Cifras en mano, no hay otro bateador en toda la LNBP con una mejor hoja deportiva que Hurst, quien a los 35 años aún tiene muchos cartuchos que quemar.
En 1997 subió a las Mayores con Detroit y el 27 de septiembre de ese año conectó un jonrón ante David Wells en Tigre Stadium.
No obstante, el mejor momento de su carrera ha sido cuando ganó la triple corona de bateo con Newark en la Liga Independiente del Atlántico en el 2002. Ese año disparó 35 jonrones y empujó 100 carreras, mientras reunía 341 puntos de promedio de bateo.
En 10 de sus 17 años en el beis rentado ha conectado 15 o más jonrones, incluyendo seis temporadas de 20 o más proyectiles, demostrando que se trata de un auténtico bombardero.
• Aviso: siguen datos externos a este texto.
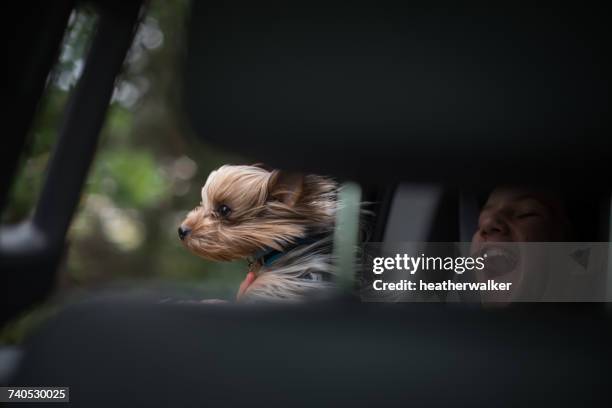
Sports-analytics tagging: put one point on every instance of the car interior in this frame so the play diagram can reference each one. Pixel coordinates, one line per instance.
(427, 107)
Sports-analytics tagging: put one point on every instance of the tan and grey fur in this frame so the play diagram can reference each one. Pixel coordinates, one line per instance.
(248, 209)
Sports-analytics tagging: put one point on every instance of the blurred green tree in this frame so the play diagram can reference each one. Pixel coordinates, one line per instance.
(146, 175)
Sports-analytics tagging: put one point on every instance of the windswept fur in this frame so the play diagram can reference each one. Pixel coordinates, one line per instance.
(248, 209)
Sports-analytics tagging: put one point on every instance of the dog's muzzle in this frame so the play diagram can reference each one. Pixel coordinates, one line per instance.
(183, 232)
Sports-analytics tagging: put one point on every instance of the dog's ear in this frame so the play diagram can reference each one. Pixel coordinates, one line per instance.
(285, 187)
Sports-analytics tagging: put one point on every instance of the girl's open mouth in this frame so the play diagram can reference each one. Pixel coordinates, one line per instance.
(499, 260)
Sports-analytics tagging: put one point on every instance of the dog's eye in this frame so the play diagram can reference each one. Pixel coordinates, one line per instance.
(224, 211)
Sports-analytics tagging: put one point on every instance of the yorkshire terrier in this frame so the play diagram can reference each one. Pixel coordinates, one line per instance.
(281, 223)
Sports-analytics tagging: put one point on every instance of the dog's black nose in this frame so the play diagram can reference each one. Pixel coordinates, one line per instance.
(183, 232)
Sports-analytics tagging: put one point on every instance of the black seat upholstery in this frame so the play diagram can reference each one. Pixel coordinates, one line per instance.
(438, 92)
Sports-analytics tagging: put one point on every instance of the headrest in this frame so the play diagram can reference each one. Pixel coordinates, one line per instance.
(370, 90)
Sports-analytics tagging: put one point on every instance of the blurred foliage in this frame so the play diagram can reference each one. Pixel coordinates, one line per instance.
(146, 175)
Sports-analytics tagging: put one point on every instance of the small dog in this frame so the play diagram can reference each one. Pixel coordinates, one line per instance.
(282, 223)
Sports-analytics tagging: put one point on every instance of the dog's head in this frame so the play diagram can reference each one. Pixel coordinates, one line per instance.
(246, 209)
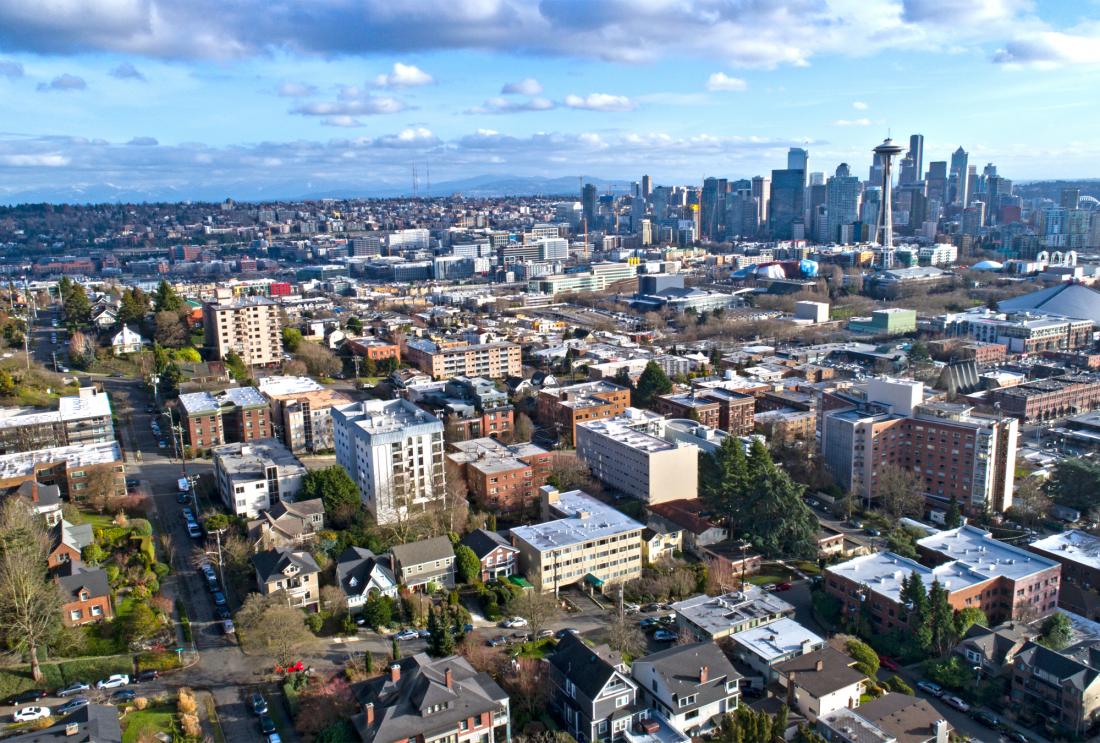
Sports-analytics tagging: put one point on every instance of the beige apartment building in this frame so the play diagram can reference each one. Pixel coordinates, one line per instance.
(250, 326)
(581, 541)
(443, 360)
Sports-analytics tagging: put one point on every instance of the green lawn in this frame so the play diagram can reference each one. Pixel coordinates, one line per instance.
(140, 724)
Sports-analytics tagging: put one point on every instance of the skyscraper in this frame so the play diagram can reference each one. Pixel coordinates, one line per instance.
(842, 201)
(589, 197)
(958, 188)
(788, 201)
(916, 153)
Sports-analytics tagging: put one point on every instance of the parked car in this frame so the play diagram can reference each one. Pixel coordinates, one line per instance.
(112, 681)
(987, 719)
(25, 697)
(75, 687)
(31, 713)
(73, 705)
(889, 663)
(952, 700)
(928, 687)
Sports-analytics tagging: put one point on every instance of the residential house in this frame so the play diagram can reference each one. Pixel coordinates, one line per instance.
(892, 718)
(821, 683)
(294, 571)
(66, 543)
(420, 564)
(591, 690)
(1057, 688)
(361, 575)
(287, 524)
(125, 341)
(692, 686)
(431, 699)
(86, 593)
(496, 556)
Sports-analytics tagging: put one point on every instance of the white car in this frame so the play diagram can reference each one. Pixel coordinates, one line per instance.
(112, 681)
(31, 713)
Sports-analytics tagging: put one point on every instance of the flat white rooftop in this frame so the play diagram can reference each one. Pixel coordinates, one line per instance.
(778, 640)
(1073, 546)
(275, 386)
(584, 518)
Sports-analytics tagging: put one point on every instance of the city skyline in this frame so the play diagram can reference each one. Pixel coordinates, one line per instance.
(282, 100)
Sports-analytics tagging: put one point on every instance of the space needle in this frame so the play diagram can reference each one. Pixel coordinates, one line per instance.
(886, 152)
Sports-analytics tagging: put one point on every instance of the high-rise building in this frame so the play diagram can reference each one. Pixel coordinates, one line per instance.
(787, 204)
(958, 182)
(246, 326)
(394, 451)
(843, 193)
(589, 204)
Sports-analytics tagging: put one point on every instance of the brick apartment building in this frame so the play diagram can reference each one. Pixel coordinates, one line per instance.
(1004, 581)
(563, 407)
(235, 415)
(503, 479)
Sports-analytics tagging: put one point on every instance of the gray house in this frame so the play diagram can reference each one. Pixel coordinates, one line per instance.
(420, 564)
(592, 692)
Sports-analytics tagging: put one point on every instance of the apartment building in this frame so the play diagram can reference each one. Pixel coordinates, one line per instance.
(503, 479)
(234, 415)
(254, 476)
(564, 407)
(394, 451)
(300, 411)
(1004, 581)
(443, 361)
(581, 541)
(1053, 397)
(80, 418)
(956, 452)
(629, 454)
(248, 326)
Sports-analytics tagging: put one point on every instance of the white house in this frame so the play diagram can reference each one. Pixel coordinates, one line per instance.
(125, 341)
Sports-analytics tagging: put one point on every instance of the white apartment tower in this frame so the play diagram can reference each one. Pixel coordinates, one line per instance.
(394, 451)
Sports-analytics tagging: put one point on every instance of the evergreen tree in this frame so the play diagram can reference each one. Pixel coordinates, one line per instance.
(652, 383)
(166, 299)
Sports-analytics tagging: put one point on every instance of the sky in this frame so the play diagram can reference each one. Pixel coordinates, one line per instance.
(254, 98)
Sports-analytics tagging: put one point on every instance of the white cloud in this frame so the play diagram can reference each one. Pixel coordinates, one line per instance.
(292, 89)
(65, 82)
(725, 83)
(601, 101)
(528, 86)
(404, 76)
(510, 106)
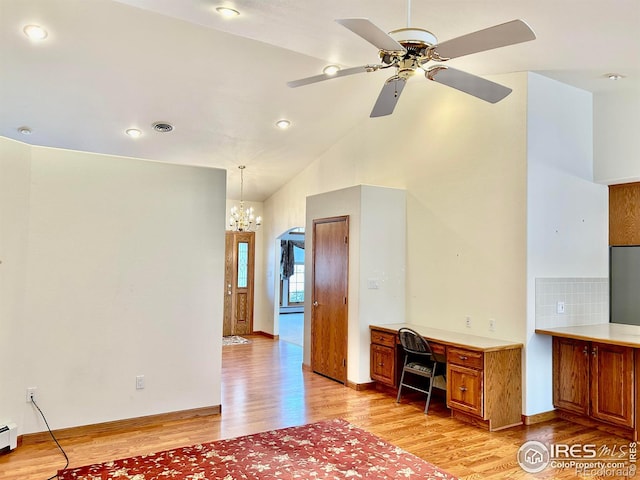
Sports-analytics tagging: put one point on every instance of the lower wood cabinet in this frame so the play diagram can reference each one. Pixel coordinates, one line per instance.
(484, 386)
(465, 380)
(595, 380)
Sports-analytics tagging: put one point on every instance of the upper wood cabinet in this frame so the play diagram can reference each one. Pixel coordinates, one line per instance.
(624, 214)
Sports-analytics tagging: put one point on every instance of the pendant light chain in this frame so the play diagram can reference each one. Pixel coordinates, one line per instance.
(242, 219)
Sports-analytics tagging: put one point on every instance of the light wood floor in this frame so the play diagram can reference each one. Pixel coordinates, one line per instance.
(264, 387)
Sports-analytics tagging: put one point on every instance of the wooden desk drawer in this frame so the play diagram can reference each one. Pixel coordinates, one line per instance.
(383, 338)
(464, 389)
(438, 350)
(466, 358)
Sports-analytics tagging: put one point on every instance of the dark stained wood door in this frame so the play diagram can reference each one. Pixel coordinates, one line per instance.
(238, 279)
(330, 264)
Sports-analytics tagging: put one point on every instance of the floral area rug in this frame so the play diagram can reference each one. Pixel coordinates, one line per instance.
(333, 449)
(234, 340)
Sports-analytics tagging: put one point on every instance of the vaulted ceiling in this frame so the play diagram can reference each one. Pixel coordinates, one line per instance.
(107, 66)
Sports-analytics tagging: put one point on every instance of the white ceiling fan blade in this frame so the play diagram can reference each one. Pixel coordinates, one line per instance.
(465, 82)
(371, 33)
(339, 73)
(510, 33)
(388, 97)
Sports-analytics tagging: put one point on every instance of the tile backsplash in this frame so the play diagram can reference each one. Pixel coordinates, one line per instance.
(586, 301)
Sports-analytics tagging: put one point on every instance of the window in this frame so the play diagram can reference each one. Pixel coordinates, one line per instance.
(296, 284)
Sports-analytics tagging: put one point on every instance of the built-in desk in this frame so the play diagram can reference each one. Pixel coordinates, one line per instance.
(595, 369)
(484, 375)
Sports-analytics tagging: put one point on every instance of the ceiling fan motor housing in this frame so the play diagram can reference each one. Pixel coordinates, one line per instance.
(416, 41)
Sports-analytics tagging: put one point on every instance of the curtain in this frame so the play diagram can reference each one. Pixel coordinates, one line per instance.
(287, 259)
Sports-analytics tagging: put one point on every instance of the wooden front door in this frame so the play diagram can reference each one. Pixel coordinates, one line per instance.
(330, 264)
(238, 280)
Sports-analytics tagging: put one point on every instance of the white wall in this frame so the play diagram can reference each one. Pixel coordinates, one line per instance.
(124, 260)
(616, 140)
(567, 220)
(15, 169)
(463, 164)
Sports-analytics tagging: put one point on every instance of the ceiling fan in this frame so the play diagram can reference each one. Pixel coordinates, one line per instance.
(408, 50)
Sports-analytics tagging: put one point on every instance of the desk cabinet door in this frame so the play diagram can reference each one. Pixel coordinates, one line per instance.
(383, 364)
(571, 375)
(612, 384)
(464, 389)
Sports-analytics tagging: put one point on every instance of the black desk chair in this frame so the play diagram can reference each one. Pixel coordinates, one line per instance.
(419, 360)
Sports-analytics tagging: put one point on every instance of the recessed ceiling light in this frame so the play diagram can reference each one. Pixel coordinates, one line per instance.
(133, 132)
(35, 32)
(227, 12)
(331, 69)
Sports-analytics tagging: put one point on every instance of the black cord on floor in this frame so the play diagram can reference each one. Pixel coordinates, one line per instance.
(54, 439)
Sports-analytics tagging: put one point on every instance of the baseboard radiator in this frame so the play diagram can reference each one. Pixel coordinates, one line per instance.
(8, 436)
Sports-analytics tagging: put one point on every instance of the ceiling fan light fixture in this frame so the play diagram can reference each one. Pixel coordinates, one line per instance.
(35, 32)
(331, 69)
(227, 12)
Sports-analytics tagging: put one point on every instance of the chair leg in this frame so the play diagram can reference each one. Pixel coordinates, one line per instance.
(426, 407)
(400, 386)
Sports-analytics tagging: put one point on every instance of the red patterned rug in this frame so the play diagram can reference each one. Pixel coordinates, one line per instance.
(333, 449)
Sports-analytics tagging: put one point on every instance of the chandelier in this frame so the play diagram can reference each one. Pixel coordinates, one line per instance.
(242, 219)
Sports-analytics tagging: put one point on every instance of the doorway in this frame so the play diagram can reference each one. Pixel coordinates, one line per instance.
(292, 286)
(238, 280)
(330, 264)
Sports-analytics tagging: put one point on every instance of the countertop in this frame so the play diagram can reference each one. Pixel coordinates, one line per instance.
(611, 333)
(456, 339)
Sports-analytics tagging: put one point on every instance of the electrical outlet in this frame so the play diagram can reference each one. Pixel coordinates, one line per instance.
(31, 394)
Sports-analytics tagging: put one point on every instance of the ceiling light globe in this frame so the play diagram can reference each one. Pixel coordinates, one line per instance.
(331, 69)
(35, 32)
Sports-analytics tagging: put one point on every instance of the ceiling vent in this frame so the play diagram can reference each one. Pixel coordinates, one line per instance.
(162, 127)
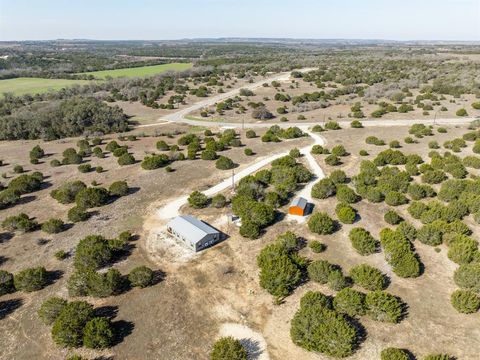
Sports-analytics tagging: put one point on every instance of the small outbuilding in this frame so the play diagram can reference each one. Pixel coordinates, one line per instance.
(197, 234)
(298, 206)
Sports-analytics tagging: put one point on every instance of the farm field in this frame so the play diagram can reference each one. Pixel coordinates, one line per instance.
(149, 190)
(22, 86)
(140, 71)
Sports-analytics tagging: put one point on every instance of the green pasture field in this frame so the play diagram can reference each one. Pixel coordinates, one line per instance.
(21, 86)
(140, 71)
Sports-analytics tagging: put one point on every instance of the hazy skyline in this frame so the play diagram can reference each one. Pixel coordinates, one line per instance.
(320, 19)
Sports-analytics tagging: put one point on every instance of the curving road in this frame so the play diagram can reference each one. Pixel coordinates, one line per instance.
(172, 208)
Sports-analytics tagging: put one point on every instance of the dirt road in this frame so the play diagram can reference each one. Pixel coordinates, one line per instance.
(171, 209)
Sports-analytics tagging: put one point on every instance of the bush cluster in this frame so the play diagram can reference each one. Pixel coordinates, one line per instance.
(280, 266)
(399, 254)
(317, 327)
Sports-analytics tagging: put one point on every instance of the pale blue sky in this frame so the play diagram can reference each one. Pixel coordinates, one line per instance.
(166, 19)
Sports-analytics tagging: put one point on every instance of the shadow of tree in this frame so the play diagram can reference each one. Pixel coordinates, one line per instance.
(253, 348)
(122, 329)
(9, 306)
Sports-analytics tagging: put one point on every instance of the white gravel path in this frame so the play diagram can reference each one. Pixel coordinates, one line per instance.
(253, 341)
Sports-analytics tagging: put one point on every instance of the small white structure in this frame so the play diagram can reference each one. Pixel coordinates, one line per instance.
(197, 234)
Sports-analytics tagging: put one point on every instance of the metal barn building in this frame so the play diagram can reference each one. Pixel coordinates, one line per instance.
(193, 232)
(298, 206)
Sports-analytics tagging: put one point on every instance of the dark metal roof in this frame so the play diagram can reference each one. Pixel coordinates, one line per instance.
(300, 202)
(191, 228)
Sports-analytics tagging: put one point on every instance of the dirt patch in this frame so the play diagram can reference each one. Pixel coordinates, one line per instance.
(252, 341)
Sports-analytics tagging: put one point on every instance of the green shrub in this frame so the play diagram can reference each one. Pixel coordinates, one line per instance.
(250, 134)
(374, 195)
(382, 306)
(465, 301)
(92, 197)
(248, 152)
(141, 276)
(68, 327)
(53, 226)
(18, 169)
(394, 144)
(118, 188)
(87, 282)
(433, 177)
(336, 280)
(332, 125)
(362, 241)
(339, 150)
(208, 155)
(463, 250)
(319, 271)
(319, 329)
(368, 277)
(126, 159)
(162, 145)
(98, 333)
(198, 200)
(355, 124)
(319, 150)
(51, 309)
(153, 162)
(77, 214)
(346, 194)
(224, 163)
(250, 230)
(373, 140)
(20, 222)
(350, 302)
(321, 223)
(228, 348)
(418, 191)
(395, 198)
(317, 246)
(430, 234)
(280, 266)
(66, 193)
(332, 160)
(84, 168)
(407, 230)
(37, 152)
(31, 279)
(394, 354)
(316, 298)
(6, 282)
(345, 213)
(467, 276)
(438, 357)
(25, 184)
(399, 254)
(338, 177)
(392, 217)
(92, 252)
(61, 255)
(55, 163)
(324, 189)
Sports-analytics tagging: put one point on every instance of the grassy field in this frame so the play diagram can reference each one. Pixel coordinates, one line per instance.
(140, 71)
(21, 86)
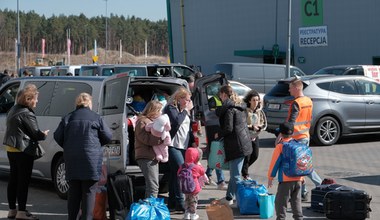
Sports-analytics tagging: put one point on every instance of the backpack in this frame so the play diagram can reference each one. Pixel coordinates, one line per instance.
(185, 178)
(296, 159)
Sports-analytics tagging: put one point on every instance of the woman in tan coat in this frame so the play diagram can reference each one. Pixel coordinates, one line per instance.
(144, 142)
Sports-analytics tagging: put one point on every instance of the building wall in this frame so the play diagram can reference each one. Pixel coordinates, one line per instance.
(214, 29)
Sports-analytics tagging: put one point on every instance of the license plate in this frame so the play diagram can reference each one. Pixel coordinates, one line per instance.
(113, 150)
(274, 106)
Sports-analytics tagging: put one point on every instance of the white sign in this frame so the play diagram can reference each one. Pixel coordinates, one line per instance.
(313, 36)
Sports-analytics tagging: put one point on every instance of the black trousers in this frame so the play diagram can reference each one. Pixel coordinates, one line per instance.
(81, 195)
(250, 159)
(21, 166)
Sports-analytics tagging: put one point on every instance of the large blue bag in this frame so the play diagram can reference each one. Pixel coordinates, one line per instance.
(217, 156)
(149, 209)
(296, 159)
(247, 196)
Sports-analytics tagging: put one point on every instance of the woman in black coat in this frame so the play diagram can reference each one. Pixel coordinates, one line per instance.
(81, 134)
(22, 128)
(237, 142)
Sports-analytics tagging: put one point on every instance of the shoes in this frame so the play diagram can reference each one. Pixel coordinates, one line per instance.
(211, 182)
(222, 186)
(227, 202)
(12, 213)
(25, 215)
(304, 196)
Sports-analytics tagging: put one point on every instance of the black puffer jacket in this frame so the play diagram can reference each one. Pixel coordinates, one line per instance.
(234, 130)
(22, 128)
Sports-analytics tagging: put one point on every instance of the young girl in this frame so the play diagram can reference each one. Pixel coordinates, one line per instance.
(193, 156)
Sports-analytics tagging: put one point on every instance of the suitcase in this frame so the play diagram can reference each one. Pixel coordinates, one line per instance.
(318, 194)
(347, 204)
(120, 195)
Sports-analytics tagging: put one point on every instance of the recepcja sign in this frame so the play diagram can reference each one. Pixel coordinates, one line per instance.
(313, 36)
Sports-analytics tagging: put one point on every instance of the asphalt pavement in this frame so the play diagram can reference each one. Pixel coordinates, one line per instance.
(353, 162)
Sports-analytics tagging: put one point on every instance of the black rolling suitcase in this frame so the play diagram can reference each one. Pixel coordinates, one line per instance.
(318, 194)
(120, 195)
(347, 204)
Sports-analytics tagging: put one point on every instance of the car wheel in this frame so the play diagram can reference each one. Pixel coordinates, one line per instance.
(60, 184)
(327, 131)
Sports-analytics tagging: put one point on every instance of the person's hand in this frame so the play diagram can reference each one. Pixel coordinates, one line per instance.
(189, 106)
(270, 183)
(46, 132)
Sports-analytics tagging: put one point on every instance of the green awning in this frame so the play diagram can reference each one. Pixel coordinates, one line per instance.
(257, 53)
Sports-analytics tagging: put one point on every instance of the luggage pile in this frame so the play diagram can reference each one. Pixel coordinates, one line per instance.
(340, 202)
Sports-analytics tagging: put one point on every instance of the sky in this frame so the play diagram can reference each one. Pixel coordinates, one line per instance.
(153, 10)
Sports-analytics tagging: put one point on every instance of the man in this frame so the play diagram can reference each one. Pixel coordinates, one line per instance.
(299, 116)
(4, 77)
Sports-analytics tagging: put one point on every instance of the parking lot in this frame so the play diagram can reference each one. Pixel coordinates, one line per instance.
(353, 162)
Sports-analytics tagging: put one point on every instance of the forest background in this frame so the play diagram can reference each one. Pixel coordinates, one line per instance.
(130, 35)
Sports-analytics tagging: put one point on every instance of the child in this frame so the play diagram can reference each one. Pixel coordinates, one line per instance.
(193, 156)
(289, 188)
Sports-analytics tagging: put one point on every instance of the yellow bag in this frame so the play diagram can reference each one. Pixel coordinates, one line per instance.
(219, 211)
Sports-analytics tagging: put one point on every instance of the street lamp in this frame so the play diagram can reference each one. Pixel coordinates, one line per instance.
(105, 56)
(18, 38)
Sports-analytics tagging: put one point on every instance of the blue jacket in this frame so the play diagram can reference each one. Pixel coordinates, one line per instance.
(81, 134)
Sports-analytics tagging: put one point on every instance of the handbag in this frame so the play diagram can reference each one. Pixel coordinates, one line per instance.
(34, 149)
(216, 211)
(217, 156)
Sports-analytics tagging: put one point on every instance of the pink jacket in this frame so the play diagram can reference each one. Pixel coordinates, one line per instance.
(192, 156)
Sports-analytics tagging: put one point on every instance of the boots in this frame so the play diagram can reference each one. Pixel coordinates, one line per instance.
(24, 215)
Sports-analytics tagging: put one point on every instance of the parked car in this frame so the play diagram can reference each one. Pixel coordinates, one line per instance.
(342, 106)
(159, 70)
(371, 71)
(259, 76)
(35, 70)
(112, 98)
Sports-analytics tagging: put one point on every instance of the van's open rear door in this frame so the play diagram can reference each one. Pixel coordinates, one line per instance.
(113, 109)
(205, 88)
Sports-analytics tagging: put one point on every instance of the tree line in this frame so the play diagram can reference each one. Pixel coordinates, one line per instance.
(132, 31)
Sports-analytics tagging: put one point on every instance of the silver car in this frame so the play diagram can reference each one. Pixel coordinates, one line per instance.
(342, 106)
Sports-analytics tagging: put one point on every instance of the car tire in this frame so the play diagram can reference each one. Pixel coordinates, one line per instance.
(327, 131)
(60, 184)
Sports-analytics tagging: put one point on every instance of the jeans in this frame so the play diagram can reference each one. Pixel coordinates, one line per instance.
(150, 170)
(219, 174)
(81, 195)
(315, 178)
(235, 173)
(21, 166)
(176, 159)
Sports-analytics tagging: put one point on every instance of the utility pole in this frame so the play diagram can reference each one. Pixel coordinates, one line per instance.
(289, 38)
(18, 38)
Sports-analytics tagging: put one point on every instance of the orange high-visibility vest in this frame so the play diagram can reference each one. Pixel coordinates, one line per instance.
(303, 120)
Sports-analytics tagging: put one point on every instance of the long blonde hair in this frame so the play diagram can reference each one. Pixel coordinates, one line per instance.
(180, 93)
(152, 110)
(26, 95)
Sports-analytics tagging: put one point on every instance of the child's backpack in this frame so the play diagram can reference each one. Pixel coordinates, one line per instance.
(185, 178)
(296, 159)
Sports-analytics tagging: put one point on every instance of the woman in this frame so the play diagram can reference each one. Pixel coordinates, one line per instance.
(178, 110)
(81, 134)
(257, 122)
(144, 153)
(22, 128)
(237, 142)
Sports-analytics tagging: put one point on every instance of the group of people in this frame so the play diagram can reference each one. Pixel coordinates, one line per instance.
(240, 123)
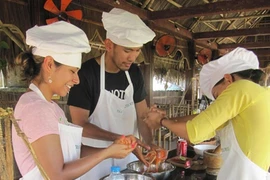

Hurst jamás imaginó que vendría a parar a Nicaragua, ni siquiera sabía que aquí se jugaba beisbol, pero Darío Delgado le habló de la liga y lo convenció para venir a jugar.
“Estoy supercontento de estar de regreso. En Nicaragua me siento como en casa”, declaró el popular pelotero que jugó con el Bóer en dos campañas anteriores.
Por su lado Gutiérrez viene por primera vez al país y espera responder a las expectativas. Viene de batear 311 puntos con Newark en Northern League y en los pasados años jugó con los Leones del Escogido en el beisbol profesional de su país.